Micro-Transmitter Manufacturer Fined by FCC

Ramsey Electronics has been well known in micro-radio circles for selling small Part 15 transmitter kits that often function as many folks’ first introduction to unlicensed broadcasting. A few years ago Ramsey started selling transmitters that put out much more power, at least 1 watt, which greatly exceed the Part 15 limits for unlicensed operation on the FM band.

Ramsey’s way around the fact that these transmitters are illegal to operate in the US is to label the high-power kits as “export only,” and attach this disclaimer:

The end user is responsible for complying with all FCC rules & regulations within the US, or any regulations of their respective governing body.


Well, it looks like the FCC doesn’t accept Ramsey’s work-around, issuing a $25,000 fine to the company for selling unauthorized transmitters. According to the FCC, the Ramsey transmitters aren’t “type-accepted” for use on the FM band, and therefore cannot be legally sold in the US. All type-accepted equipment is inspected and approved by the FCC for its intended use.

With regard to Ramsey’s contention that the high-power transmitters are legal because the company doesn’t intend them to be used in the US, the FCC says,

This exemption, however, applies only to devices that the manufacturer actually exports. … Ramsey admits that it does not actually export all of the FM35WT and FM100BWT devices it sells. Rather, it attempts to shift the burden for compliance with the Commission’s rules entirely to the buyer by requiring the buyer to sign a certification form which purports to absolve Ramsey of any responsibility regarding the operation and redistribution of the devices.

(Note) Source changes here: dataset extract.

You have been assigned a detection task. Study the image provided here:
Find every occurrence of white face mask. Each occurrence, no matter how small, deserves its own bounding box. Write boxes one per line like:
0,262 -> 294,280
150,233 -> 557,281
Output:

I don’t believe Ramsey transmitters ever had the best reputation amongst microbroadcasters, mostly due to their little Part 15 kits like the infamous FM10 series. (There’s a wealth of opinions and experiences with these kits in the Usenet alt.radio.pirate archives. Here’s a link to a 1997 comparison between the Ramsey FM100–for which they were fined–and a British Veronica transmitter. Here’s a Google Groups link for dicussions on Ramsey’s FM10 going back at least 10 years.)

And I’m a bit surprised it took this many years for the FCC to finally take a shot at Ramsey, since they’ve been selling the higher-power kits for at least nine years. But, then again, there has been a step-up in enforcement against unlicensed broadcasting as of late.

I wonder if this action will spread to other companies that make transmitter kits available. Progressive Concepts has been making the 1/4 watt Panaxis FMX transmitter available for years on an “export only” basis — but perhaps the “export only” restriction is more true at PC than Ramsey.

However, the most well regarded micropower broadcast transmitters and kits come from England’s NRG Kits, which is a little outside the FCC’s jurisdiction.

Outfits like Ramsey are particularly vulnerable since they already make and sell FCC-inspected equipment, and so rely on continued cooperation with the Commission for their business. Apparently the FCC took that relationship and Ramsey’s record of compliance on other matters into account when it reduced the fine from $7000 per model to $3000.

Nevertheless it’s too bad to see one reliable source of FM microbroadcasting gear get taken out of the market.